Wednesday, May 20, 2009

By Harold Gwin

The business committee chairman said a CBS proposal looks like the best deal so far.

YOUNGSTOWN — The Youngstown City School District’s transportation department says it can trim $180,000 a year off student transportation costs by reducing the number of daily bus routes from 51 to 41.

Steve Ambrosio, chief of transportation for the district, told the school board’s Business Committee Tuesday that Youngstown has been gradually trimming the number of routes over the past several years as student enrollment declined. The district has lost 3,000 students over the last several years, he said.

The latest reduction proposal comes as the Business Committee is looking for ways to cut the district’s $5 million annual transportation bill.

The board already is considering a proposed transportation management contract from Community Bus Services Inc. that guarantees a $500,000-per-year cost savings.

Michael Murphy, Business Committee chairman, said his committee didn’t know the transportation department was going to come up with its own cost-savings proposal until recently.

The committee also is expecting some sort of proposal from an unnamed consultant who has worked with the Western Reserve Transit Authority on its transportation programs and had expected to get that at Tuesday’s meeting. However, the consultant was unable to attend, Murphy said.

The CBS proposal appears to be the best offer at this point, he said.

The CBS plan would reduce the number of bus routes from 51 to 40 and make various other administrative changes to save funds.

A key to that proposal is the cost of outfitting 40 district buses with digital video recorder/global positioning systems to track routes.

CBS is willing to pick up that $160,000 cost as well as the $200,000 expense in personnel and computer software to implement the rerouting.

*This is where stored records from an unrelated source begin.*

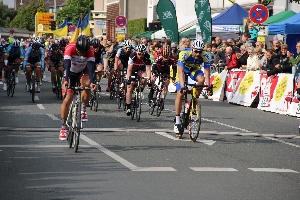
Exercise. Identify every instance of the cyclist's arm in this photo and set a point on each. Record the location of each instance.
(91, 70)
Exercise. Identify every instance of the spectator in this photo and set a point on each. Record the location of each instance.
(253, 33)
(261, 58)
(242, 57)
(252, 60)
(295, 61)
(273, 64)
(285, 66)
(276, 47)
(231, 61)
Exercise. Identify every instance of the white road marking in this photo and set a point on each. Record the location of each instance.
(281, 141)
(272, 170)
(234, 127)
(52, 116)
(208, 142)
(41, 106)
(213, 169)
(121, 160)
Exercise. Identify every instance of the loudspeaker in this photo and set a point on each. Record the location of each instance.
(154, 26)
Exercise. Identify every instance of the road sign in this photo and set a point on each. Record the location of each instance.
(259, 13)
(121, 21)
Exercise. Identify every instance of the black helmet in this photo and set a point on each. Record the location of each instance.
(63, 43)
(36, 46)
(95, 42)
(54, 47)
(82, 44)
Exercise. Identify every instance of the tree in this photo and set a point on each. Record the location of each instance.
(6, 15)
(41, 6)
(73, 9)
(25, 17)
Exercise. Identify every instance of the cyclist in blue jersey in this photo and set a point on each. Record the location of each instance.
(34, 55)
(14, 55)
(190, 63)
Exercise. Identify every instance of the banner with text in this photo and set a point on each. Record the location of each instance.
(233, 81)
(248, 89)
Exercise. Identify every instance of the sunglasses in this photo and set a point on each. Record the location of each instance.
(197, 51)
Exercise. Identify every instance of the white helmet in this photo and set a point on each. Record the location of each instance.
(198, 44)
(127, 43)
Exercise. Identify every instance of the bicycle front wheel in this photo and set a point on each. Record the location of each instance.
(194, 121)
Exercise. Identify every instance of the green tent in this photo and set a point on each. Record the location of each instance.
(191, 33)
(147, 34)
(279, 17)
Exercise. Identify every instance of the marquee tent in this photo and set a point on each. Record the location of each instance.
(288, 26)
(280, 17)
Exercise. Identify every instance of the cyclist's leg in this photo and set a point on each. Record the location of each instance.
(198, 76)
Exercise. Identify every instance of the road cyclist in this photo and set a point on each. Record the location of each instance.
(55, 62)
(189, 66)
(79, 66)
(13, 57)
(139, 63)
(34, 55)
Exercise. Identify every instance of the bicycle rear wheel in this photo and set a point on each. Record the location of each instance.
(138, 107)
(32, 88)
(77, 127)
(194, 121)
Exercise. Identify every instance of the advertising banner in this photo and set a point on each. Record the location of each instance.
(248, 89)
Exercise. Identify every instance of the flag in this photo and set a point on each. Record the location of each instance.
(85, 25)
(167, 16)
(76, 32)
(203, 13)
(62, 29)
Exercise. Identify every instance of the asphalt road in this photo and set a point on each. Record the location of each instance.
(242, 153)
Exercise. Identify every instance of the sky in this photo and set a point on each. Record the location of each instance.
(10, 3)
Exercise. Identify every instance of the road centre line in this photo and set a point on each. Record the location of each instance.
(213, 169)
(40, 106)
(283, 142)
(272, 170)
(121, 160)
(52, 116)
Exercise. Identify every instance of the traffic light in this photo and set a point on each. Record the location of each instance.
(53, 25)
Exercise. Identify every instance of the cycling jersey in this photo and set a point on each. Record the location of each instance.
(99, 54)
(55, 57)
(137, 63)
(77, 64)
(34, 57)
(163, 66)
(123, 56)
(14, 52)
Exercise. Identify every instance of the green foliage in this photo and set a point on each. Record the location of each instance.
(73, 9)
(25, 17)
(6, 15)
(137, 26)
(41, 6)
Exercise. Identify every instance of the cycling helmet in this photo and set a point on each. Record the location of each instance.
(166, 51)
(63, 43)
(198, 44)
(95, 42)
(82, 44)
(54, 47)
(127, 43)
(141, 48)
(16, 43)
(36, 46)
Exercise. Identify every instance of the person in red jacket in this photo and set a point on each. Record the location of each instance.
(231, 60)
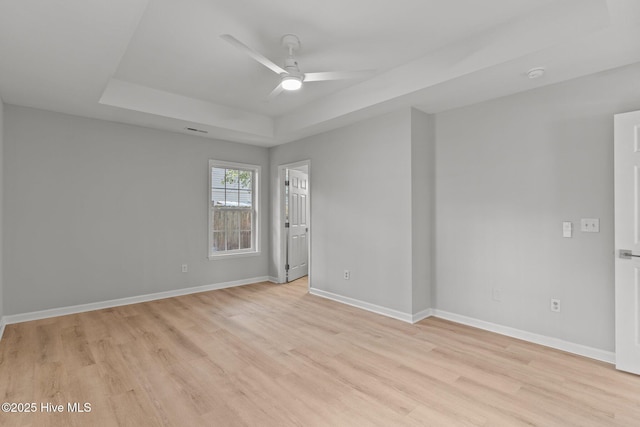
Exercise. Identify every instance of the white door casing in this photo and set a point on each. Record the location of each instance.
(298, 225)
(627, 238)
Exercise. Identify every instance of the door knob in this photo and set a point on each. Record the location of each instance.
(627, 254)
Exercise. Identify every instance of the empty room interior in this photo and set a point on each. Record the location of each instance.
(336, 213)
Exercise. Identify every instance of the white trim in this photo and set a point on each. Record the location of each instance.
(62, 311)
(421, 315)
(405, 317)
(579, 349)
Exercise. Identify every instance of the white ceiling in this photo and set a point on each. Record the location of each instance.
(162, 63)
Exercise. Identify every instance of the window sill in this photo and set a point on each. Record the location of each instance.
(233, 255)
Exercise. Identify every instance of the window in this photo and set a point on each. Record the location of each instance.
(233, 209)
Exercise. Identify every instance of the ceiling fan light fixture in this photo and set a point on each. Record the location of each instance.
(290, 82)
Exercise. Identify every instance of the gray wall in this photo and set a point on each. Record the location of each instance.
(509, 171)
(422, 208)
(96, 210)
(360, 182)
(1, 204)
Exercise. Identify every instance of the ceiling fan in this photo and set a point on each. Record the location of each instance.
(291, 78)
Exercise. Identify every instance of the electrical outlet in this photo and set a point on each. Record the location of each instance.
(590, 225)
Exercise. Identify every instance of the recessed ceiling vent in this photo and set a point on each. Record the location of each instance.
(196, 130)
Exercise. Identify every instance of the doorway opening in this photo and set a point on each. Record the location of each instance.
(295, 223)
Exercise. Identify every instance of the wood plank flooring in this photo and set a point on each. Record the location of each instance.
(273, 355)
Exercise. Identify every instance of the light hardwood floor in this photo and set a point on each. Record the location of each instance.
(273, 355)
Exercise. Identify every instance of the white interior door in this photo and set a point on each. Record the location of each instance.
(298, 225)
(627, 240)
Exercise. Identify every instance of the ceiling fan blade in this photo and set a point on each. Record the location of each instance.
(275, 92)
(336, 75)
(252, 53)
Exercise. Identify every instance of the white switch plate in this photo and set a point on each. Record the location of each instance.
(590, 225)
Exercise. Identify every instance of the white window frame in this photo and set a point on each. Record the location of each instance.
(255, 193)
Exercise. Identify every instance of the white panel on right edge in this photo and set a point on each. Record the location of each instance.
(590, 225)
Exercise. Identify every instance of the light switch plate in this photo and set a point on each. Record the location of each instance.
(590, 225)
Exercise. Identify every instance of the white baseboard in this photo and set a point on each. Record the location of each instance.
(558, 344)
(405, 317)
(62, 311)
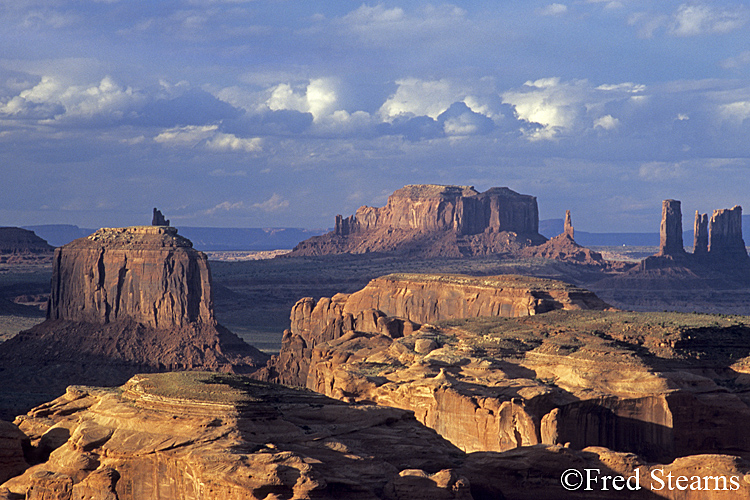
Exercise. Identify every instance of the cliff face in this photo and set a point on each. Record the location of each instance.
(190, 436)
(396, 305)
(435, 220)
(147, 274)
(123, 301)
(581, 377)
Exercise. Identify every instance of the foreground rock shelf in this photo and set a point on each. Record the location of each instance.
(662, 385)
(211, 436)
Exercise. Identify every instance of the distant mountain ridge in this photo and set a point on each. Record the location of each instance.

The district transportation department proposal calls for the purchase of 60 of those units to cover all of its buses, an expense that could run about $80,000 for equipment comparable to that proposed by CBS. Ambrosio said additional cost quotes from other companies are expected, as are quotes on the cost of software to implement maintenance and other program schedules.

Murphy said the cost of that equipment would likely have to come out of the $180,000 route reduction savings under the transportation department plan, thereby cutting the overall amount of the annual savings.

Tony DeNiro, assistant superintendent for school business affairs, said additional savings would be realized with the software management tools, but no estimate was immediately available.

Neither proposal calls for any staff reductions.

CBS is preparing some financial documents to prove that the $500,000 in annual savings can be realized, he said, adding that he expects that detail, as well as additional cost projections from the district’s transportation department proposal, at the committee’s June 8 meeting.